Supreme Court asks the Government to Comment on RJ Reynolds Stock Plan Dispute

Just months after issuing its ruling on employer stock plans in Fifth Third Bank v. Dudenhoeffer, the US Supreme Court indicated that it may revisit the topic. The Court signaled its continued interest in employer stock plans on March 9, when it invited the US Solicitor General to file a brief in a case involving the proper standard for holding plan fiduciaries liable for selling off employer stock in RJR Pension Investment v. Tatum. In this case, the Fourth Circuit U.S. Court of Appeals found that an employer stock plan fiduciary could be liable for selling off stock unless a prudent fiduciary “would have” made the same decision. Previously, R.J. Reynolds had escaped liability at the district court level, with that court approving the company’s actions after concluding that a prudent fiduciary “could have” made the same decision.
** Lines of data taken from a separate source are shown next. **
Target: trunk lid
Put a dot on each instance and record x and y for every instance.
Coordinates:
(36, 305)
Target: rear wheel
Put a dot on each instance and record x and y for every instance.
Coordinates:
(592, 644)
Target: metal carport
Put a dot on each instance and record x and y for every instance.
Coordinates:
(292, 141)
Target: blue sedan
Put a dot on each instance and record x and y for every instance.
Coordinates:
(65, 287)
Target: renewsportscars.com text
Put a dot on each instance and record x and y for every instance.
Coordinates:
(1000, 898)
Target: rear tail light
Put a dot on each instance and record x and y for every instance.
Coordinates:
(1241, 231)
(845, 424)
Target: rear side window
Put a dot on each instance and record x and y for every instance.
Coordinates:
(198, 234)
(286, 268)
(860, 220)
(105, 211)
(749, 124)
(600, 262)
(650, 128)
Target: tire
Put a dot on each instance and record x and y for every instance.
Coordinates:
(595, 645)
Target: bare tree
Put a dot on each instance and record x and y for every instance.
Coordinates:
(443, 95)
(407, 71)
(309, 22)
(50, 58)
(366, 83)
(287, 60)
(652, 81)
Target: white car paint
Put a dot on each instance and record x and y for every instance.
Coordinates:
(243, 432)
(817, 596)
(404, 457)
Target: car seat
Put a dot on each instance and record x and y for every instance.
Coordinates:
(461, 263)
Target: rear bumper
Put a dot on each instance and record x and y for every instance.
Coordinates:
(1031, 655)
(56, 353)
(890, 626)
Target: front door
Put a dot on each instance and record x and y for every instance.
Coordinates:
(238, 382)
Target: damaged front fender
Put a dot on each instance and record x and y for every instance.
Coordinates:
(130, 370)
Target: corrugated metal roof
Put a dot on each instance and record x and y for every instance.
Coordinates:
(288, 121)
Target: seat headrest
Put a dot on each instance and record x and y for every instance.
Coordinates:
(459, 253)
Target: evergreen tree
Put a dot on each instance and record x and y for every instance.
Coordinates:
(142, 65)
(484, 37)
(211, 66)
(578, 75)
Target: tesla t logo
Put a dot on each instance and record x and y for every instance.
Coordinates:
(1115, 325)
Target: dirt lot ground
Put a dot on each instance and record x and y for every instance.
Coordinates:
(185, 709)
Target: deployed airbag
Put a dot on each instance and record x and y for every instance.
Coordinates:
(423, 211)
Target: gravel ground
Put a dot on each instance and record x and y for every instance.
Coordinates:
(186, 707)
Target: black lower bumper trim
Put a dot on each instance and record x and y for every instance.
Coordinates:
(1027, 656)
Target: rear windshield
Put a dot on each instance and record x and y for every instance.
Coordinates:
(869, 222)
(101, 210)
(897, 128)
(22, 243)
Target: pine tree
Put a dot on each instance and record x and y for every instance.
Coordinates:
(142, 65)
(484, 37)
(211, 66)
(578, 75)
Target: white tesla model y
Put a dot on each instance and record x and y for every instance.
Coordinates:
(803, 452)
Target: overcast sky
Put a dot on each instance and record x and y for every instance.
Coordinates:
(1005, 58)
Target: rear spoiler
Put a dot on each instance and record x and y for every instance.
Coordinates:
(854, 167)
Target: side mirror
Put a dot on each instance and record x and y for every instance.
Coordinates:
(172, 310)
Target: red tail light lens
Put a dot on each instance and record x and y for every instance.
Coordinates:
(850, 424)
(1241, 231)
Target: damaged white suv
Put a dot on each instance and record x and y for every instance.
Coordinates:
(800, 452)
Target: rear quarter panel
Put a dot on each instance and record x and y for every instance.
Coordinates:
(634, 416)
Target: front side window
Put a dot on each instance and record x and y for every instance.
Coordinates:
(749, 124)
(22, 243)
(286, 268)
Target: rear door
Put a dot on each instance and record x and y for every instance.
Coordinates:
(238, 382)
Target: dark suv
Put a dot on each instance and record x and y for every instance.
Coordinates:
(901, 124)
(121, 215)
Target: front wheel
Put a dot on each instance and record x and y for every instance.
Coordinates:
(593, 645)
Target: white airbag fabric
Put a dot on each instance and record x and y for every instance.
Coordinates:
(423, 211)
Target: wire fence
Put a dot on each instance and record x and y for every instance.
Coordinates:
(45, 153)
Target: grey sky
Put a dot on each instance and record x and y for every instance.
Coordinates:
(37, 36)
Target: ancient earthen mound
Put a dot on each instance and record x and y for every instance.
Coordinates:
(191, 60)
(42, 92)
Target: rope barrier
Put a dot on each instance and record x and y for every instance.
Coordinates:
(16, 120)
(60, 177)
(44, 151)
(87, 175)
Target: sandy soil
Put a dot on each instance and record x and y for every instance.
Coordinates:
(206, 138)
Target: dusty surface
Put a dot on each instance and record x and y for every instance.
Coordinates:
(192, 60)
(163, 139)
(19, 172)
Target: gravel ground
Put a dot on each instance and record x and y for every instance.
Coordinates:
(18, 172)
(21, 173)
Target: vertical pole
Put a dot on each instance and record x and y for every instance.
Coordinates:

This 2-1 split ruling holding R.J. Reynolds Tobacco Co. to a heightened standard of care caused waves in the employer stock community, leading R.J. Reynolds and multiple industry groups to urge the court for rehearing in front of a full panel of judges. The Fourth Circuit declined these requests last fall, and R.J. Reynolds petitioned the Supreme Court for intervention.

An invitation to the US Solicitor General typically signals the justices’ interest in a particular topic and is thought to increase the likelihood that the court will ultimately hear the case. In this situation, the stakes are very high for employers with company stock and the difficulty in having to prove that any other prudent fiduciary would have made their same decisions.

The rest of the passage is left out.